Self-Evaluation in One-Shot Learning from Demonstration of Contact-Intensive Tasks
This addresses the challenge of enabling collaborative robots to perform complex, force-sensitive tasks with minimal human input, though it is incremental as it builds on existing one-shot learning and skill-based methods.
The paper tackles the problem of robots learning contact-intensive tasks from a single visual demonstration by introducing a self-evaluation framework that uses visual and tactile perception to learn force correspondences, achieving effectiveness demonstrated in a vegetable peeling task.
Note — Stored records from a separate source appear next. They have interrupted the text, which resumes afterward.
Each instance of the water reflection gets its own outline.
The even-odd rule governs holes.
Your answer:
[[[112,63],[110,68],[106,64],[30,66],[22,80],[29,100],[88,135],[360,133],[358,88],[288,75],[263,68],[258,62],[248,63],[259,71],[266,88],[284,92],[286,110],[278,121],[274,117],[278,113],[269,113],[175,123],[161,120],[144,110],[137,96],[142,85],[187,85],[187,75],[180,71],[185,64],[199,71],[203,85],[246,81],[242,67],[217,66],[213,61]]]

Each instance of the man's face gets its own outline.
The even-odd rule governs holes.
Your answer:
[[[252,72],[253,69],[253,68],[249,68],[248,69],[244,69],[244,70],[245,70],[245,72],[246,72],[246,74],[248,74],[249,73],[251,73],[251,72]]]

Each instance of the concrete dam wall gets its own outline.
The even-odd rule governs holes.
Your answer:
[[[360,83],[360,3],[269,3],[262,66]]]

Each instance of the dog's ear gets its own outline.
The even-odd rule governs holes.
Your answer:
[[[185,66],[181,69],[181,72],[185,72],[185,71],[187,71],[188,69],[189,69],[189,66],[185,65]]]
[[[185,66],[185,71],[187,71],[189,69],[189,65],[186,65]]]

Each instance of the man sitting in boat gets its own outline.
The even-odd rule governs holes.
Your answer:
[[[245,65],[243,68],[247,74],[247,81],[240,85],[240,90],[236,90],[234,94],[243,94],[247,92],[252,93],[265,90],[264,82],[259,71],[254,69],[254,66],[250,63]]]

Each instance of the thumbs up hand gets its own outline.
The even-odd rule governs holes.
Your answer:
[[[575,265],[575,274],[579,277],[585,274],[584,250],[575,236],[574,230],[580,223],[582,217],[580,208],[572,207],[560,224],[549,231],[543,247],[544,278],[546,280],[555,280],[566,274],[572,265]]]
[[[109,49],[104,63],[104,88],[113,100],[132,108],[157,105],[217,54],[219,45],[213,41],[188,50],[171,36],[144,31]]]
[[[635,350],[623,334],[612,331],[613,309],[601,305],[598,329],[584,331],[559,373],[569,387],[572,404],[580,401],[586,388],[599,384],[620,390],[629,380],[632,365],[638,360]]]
Humans naturally "program" a fellow collaborator to perform a task by demonstrating the task few times. It is intuitive, therefore, for a human to program a collaborative robot by demonstration and many paradigms use a single demonstration of the task. This is a form of one-shot learning in which a single training example, plus some context of the task, is used to infer a model of the task for subsequent execution and later refinement. This paper presents a one-shot learning from demonstration framework to learn contact-intensive tasks using only visual perception of the demonstrated task. The robot learns a policy for performing the tasks in terms of a priori skills and further uses self-evaluation based on visual and tactile perception of the skill performance to learn the force correspondences for the skills. The self-evaluation is performed based on goal states detected in the demonstration with the help of task context and the skill parameters are tuned using reinforcement learning. This approach enables the robot to learn force correspondences which cannot be inferred from a visual demonstration of the task. The effectiveness of this approach is evaluated using a vegetable peeling task.